O mandato de Marcelo Freixo, deputado estadual e presidente da Comissão de Direitos Humanos da Assembleia Legislativa do Rio de Janeiro, tem acompanhado todo o processo de ocupação do Complexo do Alemão. Referência internacional na discussão sobre violência e direitos humanos, nesta entrevista ele analisa os episódios recentes e propõe um debate que questiona o modelo bélico de segurança pública, mas sem deixar de levar em conta o desejo da população das favelas de se ver livre da violência das armas. Essa população, explica, é vítima do tráfico e da ausência e truculência do Estado.
Raquel Júnia - EPSJV/Fiocruz | 03/12/2010 09h45 - Atualizado em 01/07/2022 09h46

 Esta operação tem alguma especificidade em relação às outras que vêm sendo feitas pela polícia do Rio? A polícia tomou mais cuidado do ponto de vista de preservar as garantias das pessoas?

Ela foi diferente pela dimensão que teve, não foi algo planejado.
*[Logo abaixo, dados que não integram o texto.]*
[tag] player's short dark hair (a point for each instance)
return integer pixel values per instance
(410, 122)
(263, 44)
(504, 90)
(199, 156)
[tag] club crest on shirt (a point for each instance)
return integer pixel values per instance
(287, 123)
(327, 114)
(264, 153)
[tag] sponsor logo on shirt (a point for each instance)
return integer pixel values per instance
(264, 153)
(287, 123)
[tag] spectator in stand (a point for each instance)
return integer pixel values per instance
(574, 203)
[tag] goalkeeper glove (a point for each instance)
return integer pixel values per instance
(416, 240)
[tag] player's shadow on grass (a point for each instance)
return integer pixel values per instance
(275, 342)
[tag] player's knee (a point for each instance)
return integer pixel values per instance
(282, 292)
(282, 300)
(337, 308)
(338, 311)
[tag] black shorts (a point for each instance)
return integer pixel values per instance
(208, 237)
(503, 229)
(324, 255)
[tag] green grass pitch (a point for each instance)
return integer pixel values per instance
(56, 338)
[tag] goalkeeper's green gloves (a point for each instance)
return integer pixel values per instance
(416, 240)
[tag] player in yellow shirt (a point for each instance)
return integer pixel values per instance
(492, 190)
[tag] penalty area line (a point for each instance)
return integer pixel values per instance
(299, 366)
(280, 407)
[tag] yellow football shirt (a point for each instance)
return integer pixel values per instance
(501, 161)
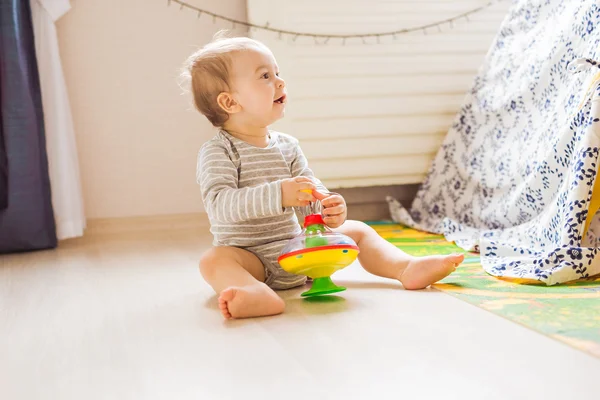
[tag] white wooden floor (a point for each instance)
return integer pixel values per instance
(124, 314)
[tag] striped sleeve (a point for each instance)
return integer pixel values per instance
(217, 176)
(300, 168)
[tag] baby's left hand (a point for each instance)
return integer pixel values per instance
(334, 208)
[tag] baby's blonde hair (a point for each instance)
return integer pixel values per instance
(208, 72)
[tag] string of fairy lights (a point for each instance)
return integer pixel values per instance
(322, 38)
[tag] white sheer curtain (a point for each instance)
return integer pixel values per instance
(67, 198)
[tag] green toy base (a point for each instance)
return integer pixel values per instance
(322, 286)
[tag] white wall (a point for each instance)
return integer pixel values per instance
(375, 114)
(136, 135)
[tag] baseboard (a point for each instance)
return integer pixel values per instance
(364, 204)
(369, 204)
(145, 224)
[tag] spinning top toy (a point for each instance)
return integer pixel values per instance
(318, 252)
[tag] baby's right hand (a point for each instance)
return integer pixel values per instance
(292, 194)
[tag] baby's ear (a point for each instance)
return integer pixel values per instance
(227, 103)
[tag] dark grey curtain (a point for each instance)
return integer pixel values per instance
(26, 216)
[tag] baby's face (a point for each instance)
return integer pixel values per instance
(257, 87)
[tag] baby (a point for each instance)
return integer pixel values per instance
(252, 178)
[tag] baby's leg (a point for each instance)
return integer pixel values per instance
(237, 276)
(381, 258)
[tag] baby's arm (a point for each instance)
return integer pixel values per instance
(217, 176)
(334, 205)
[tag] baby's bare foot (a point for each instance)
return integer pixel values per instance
(250, 301)
(423, 271)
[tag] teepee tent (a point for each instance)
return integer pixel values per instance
(515, 178)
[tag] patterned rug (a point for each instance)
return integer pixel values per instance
(569, 312)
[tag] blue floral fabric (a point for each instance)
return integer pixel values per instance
(514, 176)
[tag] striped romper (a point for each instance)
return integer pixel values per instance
(241, 192)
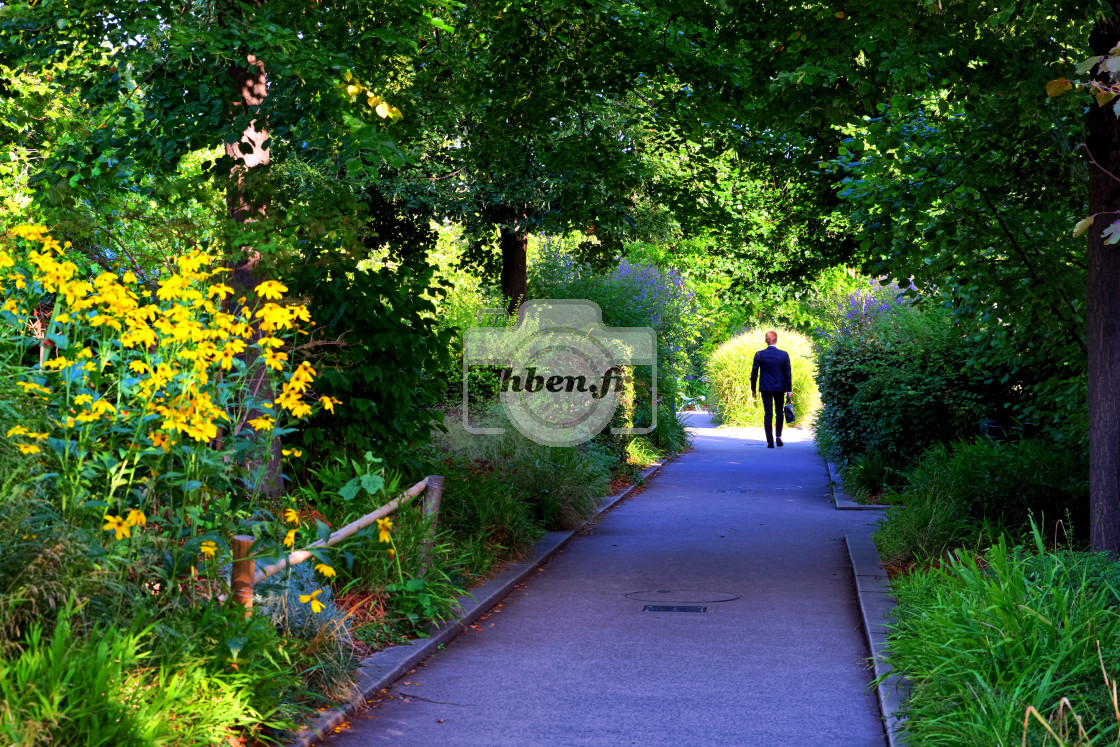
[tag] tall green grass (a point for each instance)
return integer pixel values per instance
(990, 635)
(729, 373)
(565, 484)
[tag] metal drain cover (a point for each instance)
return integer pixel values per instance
(682, 596)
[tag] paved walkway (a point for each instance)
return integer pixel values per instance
(570, 660)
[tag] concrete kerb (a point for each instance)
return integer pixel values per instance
(385, 666)
(843, 501)
(876, 607)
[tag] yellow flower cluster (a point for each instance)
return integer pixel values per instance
(178, 344)
(132, 374)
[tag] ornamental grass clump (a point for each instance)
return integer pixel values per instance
(987, 640)
(729, 376)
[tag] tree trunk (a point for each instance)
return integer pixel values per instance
(248, 202)
(1103, 314)
(514, 267)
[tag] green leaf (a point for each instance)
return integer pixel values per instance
(350, 491)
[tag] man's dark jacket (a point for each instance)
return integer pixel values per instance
(776, 375)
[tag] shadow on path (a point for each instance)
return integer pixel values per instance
(776, 656)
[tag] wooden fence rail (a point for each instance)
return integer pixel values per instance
(244, 576)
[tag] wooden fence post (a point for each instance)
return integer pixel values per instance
(241, 576)
(431, 498)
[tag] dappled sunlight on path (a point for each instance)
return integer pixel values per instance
(754, 635)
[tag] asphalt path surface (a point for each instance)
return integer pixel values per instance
(757, 642)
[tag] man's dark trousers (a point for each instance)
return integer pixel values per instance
(772, 404)
(775, 380)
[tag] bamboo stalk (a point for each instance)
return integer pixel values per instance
(431, 500)
(241, 577)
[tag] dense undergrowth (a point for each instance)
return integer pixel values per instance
(1006, 625)
(145, 427)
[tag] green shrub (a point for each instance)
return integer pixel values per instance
(382, 371)
(898, 386)
(729, 373)
(983, 638)
(64, 688)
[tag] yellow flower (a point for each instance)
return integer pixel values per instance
(221, 290)
(117, 524)
(316, 605)
(159, 440)
(30, 388)
(383, 526)
(261, 423)
(271, 289)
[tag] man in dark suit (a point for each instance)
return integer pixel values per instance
(776, 381)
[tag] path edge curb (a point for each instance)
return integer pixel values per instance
(843, 501)
(383, 668)
(877, 610)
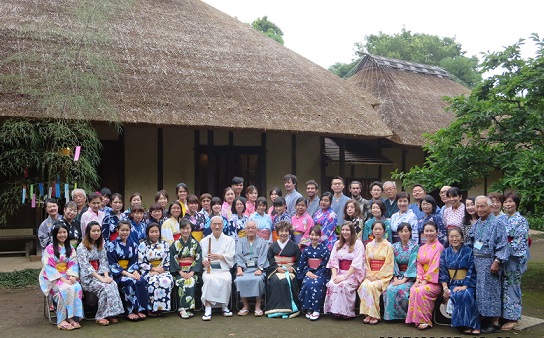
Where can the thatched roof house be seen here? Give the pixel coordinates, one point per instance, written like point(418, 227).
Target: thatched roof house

Foi algo que não estava no calendário da secretaria de segurança. A secretaria de segurança e este governo começaram o governo em 2007 com o discurso da guerra, do enfrentamento, da ação letal, não diferenciando de todos os outros anteriores. Basta ver o que aconteceu em 2007 no Complexo do Alemão. A polícia entrou, matou 19 pessoas, saiu e nada se modificou muito. Depois disso o governo percebeu que essas coisas traziam prejuízos para eles e, não por causa de uma tomada de consciência, começou a investir em uma lógica de ocupação de território visando muito também a um novo modelo de cidade que precisava ser construído em função dos jogos olímpicos. Ou seja, em função do calendário olímpico, há um projeto de cidade que nasce e perpassa a segurança pública. É aí que nascem as UPPs. Então, passam a um discurso que não é mais o da guerra, mas é o da ocupação, da tomada de território. E essa lógica das UPPs traz uma outra dinâmica do governo de dois anos para cá. O Complexo do Alemão não estava nesse planejamento, mas em função dos ocorridos na cidade, o governo tem que dar uma resposta e resolve entrar num espaço que, em termos armados, era muito complicado. Daí todo o aparato. Por muito pouco não tivemos um banho de sangue. Era possível acontecer e era algo que nos preocupava: muita gente foi mobilizada contra essa possibilidade de banho de sangue, que seria péssimo para o Rio de Janeiro, péssimo para todos. Então, não houve um banho de sangue porque houve uma fuga, porque não houve um enfrentamento, mas um aparato militar foi utilizado.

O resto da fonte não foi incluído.